Die Folge-Mails und Folge-SMS auf die Erstanfragen würden statistisch nicht erfasst, sagt Murbach. Aufgrund der Erfahrungen könne aber davon ausgegangen werden, dass das Seelsorgeteam mehrere Tausend E-Mails und SMS gelesen und verfasst habe. Die Beantwortung einer Anfrage könne je nach Komplexität des Problems bis zu einer Stunde Zeit in Anspruch nehmen.

Das Seelsorgeteam setzt sich aus 18 reformierten und 14 katholischen ehrenamtlichen Seelsorgerinnen und Seelsorgern zusammen. Es umfasst neben Theologinnen und Theologen auch einige Jugendseelsorger und Psychologen mit engem Bezug zum christlichen Glauben.

Anonymität und Virtualität

Neue Team-Mitglieder werden auf ihre Aufgabe an vier Halbtagen in einem Einführungskurs intensiv vorbereitet. Schwerpunkte dieser Ausbildung sind die Einführung in die technischen Grundlagen, die Erarbeitung eines einheitlichen Beratungsverständnisses sowie Fallbesprechungen. Mit dem Einführungskurs bilde man die neuen Team-Mitglieder für die spezielle Situation der Anonymität und der "Virtualität" aus, erklärt Murbach. Anschliessend würden sie während sechs Monaten von einem Paten begleitet und unterstützt.
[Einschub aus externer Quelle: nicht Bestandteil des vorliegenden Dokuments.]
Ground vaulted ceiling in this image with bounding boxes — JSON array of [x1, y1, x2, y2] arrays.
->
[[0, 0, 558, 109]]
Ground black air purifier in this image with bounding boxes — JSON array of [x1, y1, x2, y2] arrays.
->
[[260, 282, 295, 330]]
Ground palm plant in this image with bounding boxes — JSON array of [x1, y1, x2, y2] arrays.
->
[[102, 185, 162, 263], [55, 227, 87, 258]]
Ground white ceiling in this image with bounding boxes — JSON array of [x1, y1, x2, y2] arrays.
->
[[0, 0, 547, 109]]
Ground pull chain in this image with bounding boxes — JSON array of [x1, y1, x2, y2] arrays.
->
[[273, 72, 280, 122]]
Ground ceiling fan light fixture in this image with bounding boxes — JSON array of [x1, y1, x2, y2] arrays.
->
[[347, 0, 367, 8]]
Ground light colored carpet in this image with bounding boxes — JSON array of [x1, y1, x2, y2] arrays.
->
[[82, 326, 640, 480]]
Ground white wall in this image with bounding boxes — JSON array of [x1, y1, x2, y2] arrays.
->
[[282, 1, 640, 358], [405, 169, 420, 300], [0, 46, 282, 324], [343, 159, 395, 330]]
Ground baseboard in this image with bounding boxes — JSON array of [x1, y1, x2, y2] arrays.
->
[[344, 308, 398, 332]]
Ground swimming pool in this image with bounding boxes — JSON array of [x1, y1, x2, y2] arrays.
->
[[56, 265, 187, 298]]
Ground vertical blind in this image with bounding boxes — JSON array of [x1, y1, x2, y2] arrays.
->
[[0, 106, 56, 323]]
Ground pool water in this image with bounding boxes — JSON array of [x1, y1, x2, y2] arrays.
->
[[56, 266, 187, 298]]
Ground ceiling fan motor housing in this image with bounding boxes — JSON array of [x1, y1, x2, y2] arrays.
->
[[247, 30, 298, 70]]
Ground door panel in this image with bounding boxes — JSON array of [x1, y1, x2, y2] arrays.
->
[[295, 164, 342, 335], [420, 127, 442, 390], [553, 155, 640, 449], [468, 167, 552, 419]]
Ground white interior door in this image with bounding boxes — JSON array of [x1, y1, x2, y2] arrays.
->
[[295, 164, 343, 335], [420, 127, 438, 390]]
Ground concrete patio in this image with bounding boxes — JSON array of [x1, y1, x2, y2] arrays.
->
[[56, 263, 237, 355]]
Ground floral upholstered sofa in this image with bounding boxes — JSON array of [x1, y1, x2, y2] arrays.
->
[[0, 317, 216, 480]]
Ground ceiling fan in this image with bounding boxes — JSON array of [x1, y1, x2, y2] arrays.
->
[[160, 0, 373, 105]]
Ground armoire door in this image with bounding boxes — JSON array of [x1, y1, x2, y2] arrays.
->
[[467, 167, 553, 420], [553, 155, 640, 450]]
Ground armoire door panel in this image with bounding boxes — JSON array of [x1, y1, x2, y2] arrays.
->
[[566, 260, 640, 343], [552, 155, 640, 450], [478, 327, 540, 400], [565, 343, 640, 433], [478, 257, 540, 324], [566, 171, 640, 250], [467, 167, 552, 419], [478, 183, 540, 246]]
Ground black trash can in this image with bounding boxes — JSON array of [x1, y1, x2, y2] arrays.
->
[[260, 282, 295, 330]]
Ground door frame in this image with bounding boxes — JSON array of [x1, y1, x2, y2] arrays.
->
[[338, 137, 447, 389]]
Seelsorge.net will ein Auffangnetz sein, das Ratsuchenden eine erste, niederschwellige Ansprechmöglichkeit bietet. Ziel sei es, den Ratsuchenden so zu stärken, dass er sich wieder auffange, oder ermutigt werde, persönliche Hilfe in Anspruch nehmen, erklärt Murbach. Im Bedarfsfall erfolge eine Weiterleitung an geeignete Beratungsorganisationen. Deshalb gebe es wenig so genannte "Dauer-User".

Das Angebot von Seelsorge.net nehmen Personen aus allen Altersschichten in Anspruch, jedoch etwas mehr Frauen als Männer. Die Kommunikation per SMS wird eher von der jüngeren Generation genutzt.

Bei den Erst-SMS sind die wichtigsten Problemkreise: Partnerschaft, Sexualität, Familie, Suizid und Einsamkeit. Die wichtigsten Themen bei den Erst-E-Mails sind Beziehung und Partnerschaft, Persönlichkeit, Trauer und Depression.

Kaum Glaubensfragen

Glaubensfragen würden relativ selten gestellt, ergänzt Murbach. Das liege daran, dass das Angebot von Seelsorge.net gezielt auf Personen mit persönlichen Problemen ausgerichtet sei. Seelsorge.net ist für Menschen gedacht, die aus verschiedenen Gründen nicht persönliche Hilfe in Anspruch nehmen können oder wollen. Gegenüber persönlicher Seelsorge habe Internet- und SMS-Seelsorge den Vorteil, dass aufgrund der Anonymität sehr schwierige Situationen offener und direkter kommuniziert werden könnten, sagt Murbach. Trotz der Anonymität würden die eigentlichen Probleme aber häufig erst im Verlauf des Austausches von mehreren E-Mails oder SMS zum Vorschein kommen.

Notfälle problematisch

Nicht geeignet ist die Internet- und SMS-Seelsorge in akuten Notfällen. Gerade die Anonymität erweise sich dabei als Nachteil, erklärt Murbach. Auch die systembedingte Zeitverschiebung zwischen Anfrage und Antwort sei in diesen Fällen hinderlich. Seelsorge.net werde deshalb nicht in akuten Krisensituationen und Notfällen aufgesucht, sondern bei Schwierigkeiten, die sich über einen längeren Zeitraum entwickelten hätten.

Um den Bekanntheitsgrad von Seelsorge.net zu steigern, betreibe man ein aktives „Vernetzungs-Marketing“, erläutert Murbach. Ziel sei es, auf möglichst vielen kirchlichen und beratungsorientierten weltlichen Websites mit einem Link präsent zu sein. Man sei aber auch darauf angewiesen, dass über Leute, die mit potentiellen „Kunden“ in Kontakt kommen, die Informationen gezielt gestreut würden. Diese "Multiplikatoren" statte man aus mit Flyern im Visitenkartenformat und Kleinplakaten.

Das Budget von Seelsorge.net beträgt rund 200.000 Franken pro Jahr. Die Kosten werden zu je 50 Prozent von der reformierten und der katholischen Kirche getragen. Sponso-ren übernehmen den Unterhalt der Website und stellen den beteiligten Seelsorgern gratis Handys mit Texttastaturen und Mobilfunkabonnemente zur Verfügung.

Mit wenigen Worten das Richtige zu sagen sei eine hohe Kunst, sagt Christine Grünig, Präsidentin der Kommission Internetseelsorge bei Seelsorge.net. Eine Kunst, die zuhören, einfühlen und ernst nehmen voraussetze. Eine Kunst, die all jene beherrschen müssten, die Internet- und SMS-Seelsorge leisten würden.